In September 2011, the Village’s zoning code section addressing the Techny Overlay District remained unchanged from the section used in 2003 to prepare the profile for Beyond Takings and Givings. Consequently, the following Process section duplicates the description found in that book.

Process

There are three zoning districts within the Techny Overlay District. For each of these zones, the Northbrook code sets forth development requirements, including two sets of maximum density limits. One set establishes the lower density limits which apply if TDR is not being used; these lower density limits also serve to calculate the amount of density that can be transferred off of a sending site. The other set of density limits establishes the higher floor area ratio maximums which apply to the receiving sites for transfers of development rights. In one of the three zones, the density allowed through TDR increases from a floor area ratio (FAR) of 0.40 to 0.45. However, in another of these zones, the density allowed due to TDR doubles, from FAR 0.20 to FAR 0.40. And in the third zone, the density achievable with TDR more than triples, from FAR 0.20 to 0.75.

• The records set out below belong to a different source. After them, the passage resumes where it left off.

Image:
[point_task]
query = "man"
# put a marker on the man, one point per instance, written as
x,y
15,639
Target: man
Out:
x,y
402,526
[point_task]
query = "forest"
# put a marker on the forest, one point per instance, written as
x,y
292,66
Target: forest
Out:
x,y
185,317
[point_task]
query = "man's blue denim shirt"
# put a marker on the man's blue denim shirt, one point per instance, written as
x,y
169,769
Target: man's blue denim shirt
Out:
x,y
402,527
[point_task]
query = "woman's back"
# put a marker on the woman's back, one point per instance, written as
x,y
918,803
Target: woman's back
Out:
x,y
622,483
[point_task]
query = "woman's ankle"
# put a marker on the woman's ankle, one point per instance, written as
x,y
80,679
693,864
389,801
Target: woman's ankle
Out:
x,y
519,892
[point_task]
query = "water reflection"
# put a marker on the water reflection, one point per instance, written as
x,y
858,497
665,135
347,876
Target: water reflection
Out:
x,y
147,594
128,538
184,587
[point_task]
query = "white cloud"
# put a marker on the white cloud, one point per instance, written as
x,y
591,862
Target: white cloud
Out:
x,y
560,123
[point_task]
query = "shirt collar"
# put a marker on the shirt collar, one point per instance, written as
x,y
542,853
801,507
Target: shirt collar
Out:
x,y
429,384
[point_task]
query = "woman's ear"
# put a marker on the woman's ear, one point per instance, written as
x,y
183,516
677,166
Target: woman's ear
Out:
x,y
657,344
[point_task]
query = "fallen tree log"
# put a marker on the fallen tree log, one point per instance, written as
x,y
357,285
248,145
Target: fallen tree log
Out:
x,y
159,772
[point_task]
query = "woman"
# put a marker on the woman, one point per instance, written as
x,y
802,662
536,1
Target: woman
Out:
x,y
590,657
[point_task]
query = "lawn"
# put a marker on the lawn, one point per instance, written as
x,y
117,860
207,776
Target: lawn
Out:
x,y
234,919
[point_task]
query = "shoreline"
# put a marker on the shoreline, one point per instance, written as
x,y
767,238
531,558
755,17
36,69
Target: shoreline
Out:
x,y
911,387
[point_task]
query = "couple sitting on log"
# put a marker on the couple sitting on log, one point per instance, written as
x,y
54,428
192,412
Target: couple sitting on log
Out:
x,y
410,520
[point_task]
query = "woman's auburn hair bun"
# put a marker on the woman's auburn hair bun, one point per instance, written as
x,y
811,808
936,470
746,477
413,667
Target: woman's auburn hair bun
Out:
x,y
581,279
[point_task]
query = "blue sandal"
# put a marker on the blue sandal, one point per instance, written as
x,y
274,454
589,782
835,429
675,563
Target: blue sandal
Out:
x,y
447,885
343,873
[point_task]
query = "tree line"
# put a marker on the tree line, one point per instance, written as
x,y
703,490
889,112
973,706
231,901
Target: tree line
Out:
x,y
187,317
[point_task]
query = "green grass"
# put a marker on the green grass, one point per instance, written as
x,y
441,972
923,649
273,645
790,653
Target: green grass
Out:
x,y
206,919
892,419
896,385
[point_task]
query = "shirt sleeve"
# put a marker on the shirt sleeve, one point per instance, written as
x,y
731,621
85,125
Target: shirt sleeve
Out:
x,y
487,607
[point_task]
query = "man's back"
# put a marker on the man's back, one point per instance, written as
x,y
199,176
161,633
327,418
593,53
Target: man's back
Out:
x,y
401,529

Any parcel within the Techny Overlay District can potentially be either a sending or receiving site. The property owner requests authorization to transfer development rights by submitting an application to the Village Manager. The Village Manager must approve or deny the application within 30 days. The Village Manager can only deny the application if it violates the provisions of the TDR ordinance. If the transfer is approved, a restrictive covenant is recorded on the sending site to permanently reduce the site’s development potential by the amount of development rights transferred.

Under the Northbrook TDR ordinance, it is not necessary to identify the receiving site at the time that development rights are severed from the sending site; development rights may be severed from a sending site and reserved for future transfer to a receiving site.

Program Status

There are several positive features of the Northbrook TDR program. The difficulties of developing land near a landfill provide an incentive for property owners to transfer development rights to more suitable locations. On the other end of the transfer, the ability to greatly increase density on receiving sites supplies a strong motivation to use the program; it is particularly important that this increase in density is available only by using TDR. And, finally, by making the approval process fast and administrative, Northbrook has removed developers’ fears of time-consuming debate and the uncertainty that accompanies a discretionary decision process.

Nevertheless, since the start of Northbrook’s TDR program in 1988, only one transfer has taken place. In this transfer, 1.5 million square feet of development rights were transferred to allow additional density at an office park on a receiving site. In 1994, Thomas R. Poupard, Northbrook Village Planner, cautioned that the relatively low rate of transfers could merely reflect the fact that the demand for new office development had been low. In September 2011, David Schoon, Assistant Director of the Department of Building, Development & Planning reported that no transfers occurred after the program’s early years.